Hi guys, I have a query letter ready to send out to producers/agents but I wanted some insight. Please give me your honest thoughts on it and how I can improve it.
Dear Agent/Producer,
I have completed a screenplay called DEADLY WOODS that I would like to submit for consideration.
Genre: (Horror, Suspense)
Logline: When a masked serial killer attacks a ski resort , a young woman who suffers from xylophobia must traverse through the snowy woods to survive and save her friends.
Set in a ski resort, DEADLY WOODS tells the story of Tina who suffers from xylophobia due to a traumatic childhood experience. When the winter wedding gets interrupted by a masked killer, Tina must overcome her phobia and the cold to save herself and friends.
I graduated from San Jose State University in 2021 with a degree in Film. I have written scripts for Illumeably Media as well as read scripts for Blue Cat Screenplays. DEADLY WOODS was also one of the quarter finalists in Coverfly’s screenwriting competition in 2022.
If you are interested in reading the full length screenplay of DEADLY WOODS, please let me know and I will send you a copy of the script.
Thank you for your time and consideration.
James Fine
2 people like this
Two minor things:
1. "... must traverse through the snowy woods to survive and save her friends." Cut 'through', since 'traverse' means 'travel through'. The extra 'through' is pleonastic.
2. First time you mention 'xylophobia' put (fear of woods) after it. I have never seen the word before, so suspect it is not common. I know Greek, so knew what it meant, but you might lose some who don't.

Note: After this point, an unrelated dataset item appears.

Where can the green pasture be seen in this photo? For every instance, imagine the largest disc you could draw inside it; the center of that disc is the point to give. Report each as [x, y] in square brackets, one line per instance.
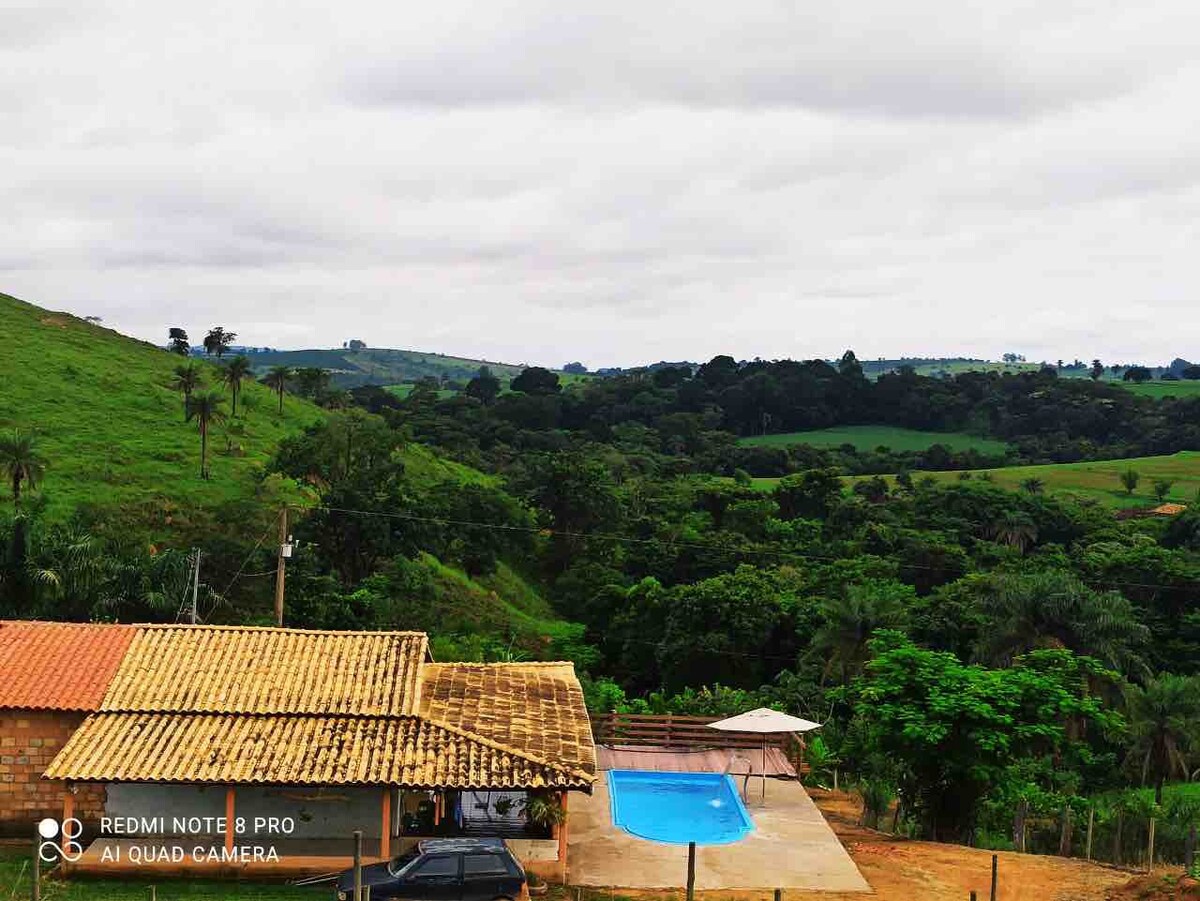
[111, 428]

Otherwise I think it looks good, concise, polite and to the point.
2 people like this
Yea but why the killer? Isn't her fear of woods nemesis enough? I mean, just run your imagination wild here...all kinds of monsters attacking her end up being just a bunch of deer's and rabbits?
2 people like this
Christiane Lange thank you for the input! I'll definitely make those adjustments to my letter.
1 person likes this
Kiril Maksimoski the idea is that Tina must overcome her fear to save herself/friends from the killer. I want her fear to be a constant hinderance on her until she learns to overcome it.